All in all, the situation creates a tinderbox that
has already thrown off quite a few sparks. Even so, Kleveman somewhat
unconvincingly spends the last few chapters tying the region to
the Sept. 11, 2001, attacks, mixing in war reporting from Afghanistan,
which he covered for the British Telegraph and CNN.
At times he verges into a discourse on "why
they hate us" that sounds like a bad episode of "The
West Wing." He could have focused more narrowly on the Caspian
Sea oil and practical strategies for how its natural resources
might be developed with the least amount of bloodshed.
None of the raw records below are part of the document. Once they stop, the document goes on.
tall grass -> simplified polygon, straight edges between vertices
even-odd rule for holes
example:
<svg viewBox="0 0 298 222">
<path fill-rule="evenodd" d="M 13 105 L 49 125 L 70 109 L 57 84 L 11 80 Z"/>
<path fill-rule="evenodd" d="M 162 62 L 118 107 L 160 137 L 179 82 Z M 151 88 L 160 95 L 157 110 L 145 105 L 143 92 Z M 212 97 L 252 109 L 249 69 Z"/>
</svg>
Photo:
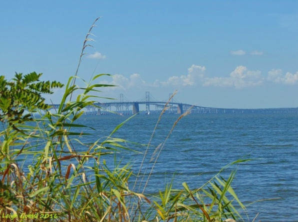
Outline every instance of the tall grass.
<svg viewBox="0 0 298 222">
<path fill-rule="evenodd" d="M 76 84 L 82 56 L 86 48 L 90 46 L 87 42 L 92 40 L 88 36 L 98 19 L 84 40 L 76 74 L 66 84 L 56 112 L 48 111 L 42 116 L 36 101 L 30 110 L 34 114 L 40 112 L 35 118 L 20 112 L 22 114 L 16 121 L 13 116 L 8 118 L 5 112 L 1 113 L 0 220 L 210 222 L 229 218 L 230 221 L 242 220 L 238 210 L 245 210 L 245 206 L 231 186 L 236 172 L 232 171 L 226 178 L 220 174 L 230 165 L 248 160 L 238 160 L 226 166 L 204 186 L 194 190 L 184 182 L 182 190 L 173 189 L 170 184 L 162 191 L 156 190 L 156 194 L 145 194 L 155 163 L 162 154 L 166 140 L 177 122 L 188 114 L 187 112 L 178 118 L 164 142 L 156 148 L 154 164 L 148 169 L 150 172 L 146 178 L 141 170 L 147 167 L 150 160 L 147 150 L 154 140 L 155 130 L 137 173 L 132 172 L 130 164 L 121 166 L 116 158 L 114 167 L 108 167 L 102 157 L 116 155 L 116 150 L 129 150 L 125 140 L 114 138 L 114 135 L 120 128 L 125 127 L 125 122 L 130 118 L 108 136 L 94 138 L 92 144 L 84 142 L 84 136 L 88 134 L 84 132 L 85 129 L 95 130 L 77 124 L 76 121 L 84 114 L 84 108 L 94 106 L 94 100 L 100 98 L 94 94 L 99 94 L 102 87 L 114 86 L 94 83 L 104 76 L 110 76 L 108 74 L 96 75 L 90 82 L 82 80 L 86 84 L 84 87 Z M 18 82 L 25 80 L 20 78 Z M 39 76 L 32 82 L 38 80 Z M 8 85 L 18 82 L 14 81 Z M 10 86 L 6 88 L 10 90 Z M 72 100 L 74 93 L 78 90 L 83 92 Z M 3 94 L 4 90 L 2 92 Z M 10 104 L 12 110 L 24 108 L 18 104 Z M 156 126 L 166 107 L 166 104 Z M 79 148 L 78 146 L 84 148 Z M 84 151 L 79 151 L 82 150 Z M 28 160 L 31 162 L 28 165 Z M 92 166 L 88 162 L 92 162 Z M 87 174 L 91 176 L 89 180 Z M 134 186 L 129 182 L 132 180 L 134 180 Z M 140 182 L 138 184 L 139 180 Z M 141 188 L 142 192 L 138 191 Z"/>
</svg>

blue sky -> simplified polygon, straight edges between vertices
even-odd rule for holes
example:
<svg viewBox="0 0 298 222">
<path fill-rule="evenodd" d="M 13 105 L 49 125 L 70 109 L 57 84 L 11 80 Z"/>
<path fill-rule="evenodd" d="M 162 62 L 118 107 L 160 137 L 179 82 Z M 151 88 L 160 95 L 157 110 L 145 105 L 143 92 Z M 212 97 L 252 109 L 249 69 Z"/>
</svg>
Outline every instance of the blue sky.
<svg viewBox="0 0 298 222">
<path fill-rule="evenodd" d="M 66 84 L 98 16 L 78 72 L 113 75 L 98 82 L 118 86 L 98 96 L 164 100 L 178 90 L 176 101 L 198 106 L 298 106 L 294 0 L 2 2 L 0 75 Z M 58 102 L 56 91 L 45 96 Z"/>
</svg>

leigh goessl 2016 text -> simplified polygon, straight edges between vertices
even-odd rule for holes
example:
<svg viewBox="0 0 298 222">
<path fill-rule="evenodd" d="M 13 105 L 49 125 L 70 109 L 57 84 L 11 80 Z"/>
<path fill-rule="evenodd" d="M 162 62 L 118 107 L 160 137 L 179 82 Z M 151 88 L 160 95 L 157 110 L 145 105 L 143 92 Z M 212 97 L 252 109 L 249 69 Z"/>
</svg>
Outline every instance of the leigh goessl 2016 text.
<svg viewBox="0 0 298 222">
<path fill-rule="evenodd" d="M 15 218 L 28 218 L 28 219 L 37 219 L 38 218 L 44 218 L 46 219 L 48 218 L 57 218 L 58 216 L 56 214 L 22 214 L 20 215 L 14 214 L 2 214 L 2 218 L 5 218 L 6 219 L 10 219 L 12 220 Z"/>
</svg>

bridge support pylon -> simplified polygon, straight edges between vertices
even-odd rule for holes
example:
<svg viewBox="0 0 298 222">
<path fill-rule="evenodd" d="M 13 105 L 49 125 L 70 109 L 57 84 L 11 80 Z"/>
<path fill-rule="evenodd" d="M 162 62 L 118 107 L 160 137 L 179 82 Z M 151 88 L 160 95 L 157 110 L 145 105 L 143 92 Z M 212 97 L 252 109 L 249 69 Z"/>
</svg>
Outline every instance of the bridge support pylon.
<svg viewBox="0 0 298 222">
<path fill-rule="evenodd" d="M 140 114 L 140 109 L 138 108 L 138 102 L 134 102 L 132 105 L 132 114 Z"/>
<path fill-rule="evenodd" d="M 183 114 L 183 105 L 182 104 L 178 104 L 177 106 L 177 114 Z"/>
</svg>

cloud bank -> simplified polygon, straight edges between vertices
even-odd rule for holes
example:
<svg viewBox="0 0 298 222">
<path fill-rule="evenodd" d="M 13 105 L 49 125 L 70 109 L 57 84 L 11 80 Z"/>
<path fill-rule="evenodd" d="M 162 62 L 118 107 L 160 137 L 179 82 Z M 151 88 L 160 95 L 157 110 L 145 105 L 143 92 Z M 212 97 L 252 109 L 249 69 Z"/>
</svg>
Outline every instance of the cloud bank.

In what is no doubt a reflection of his experiences,
Kleveman seems to spend too much time stuck at highway checkpoints,
making it sometimes difficult to scratch below the surface of
these complicated countries. All in all, however, Kleveman tells
a spellbinding tale of "blood and oil" on an authentic
frontier full of bandits, gangs, crooked politicians, modern-day
robber barons and even whole renegade provinces, such as Abkhazia
in Georgia.
We should hope, for the sake of the civilians who
populate the Caucasus and Caspian region, that it can find some
way to achieve stability. Having covered the diamond industry
in Sierra Leone and oil fields in Nigeria, where, as he puts it,
"the struggle for raw materials can lead to conflicts and
wars," Kleveman himself is pessimistic.
David Whelan is a business writer in San Francisco.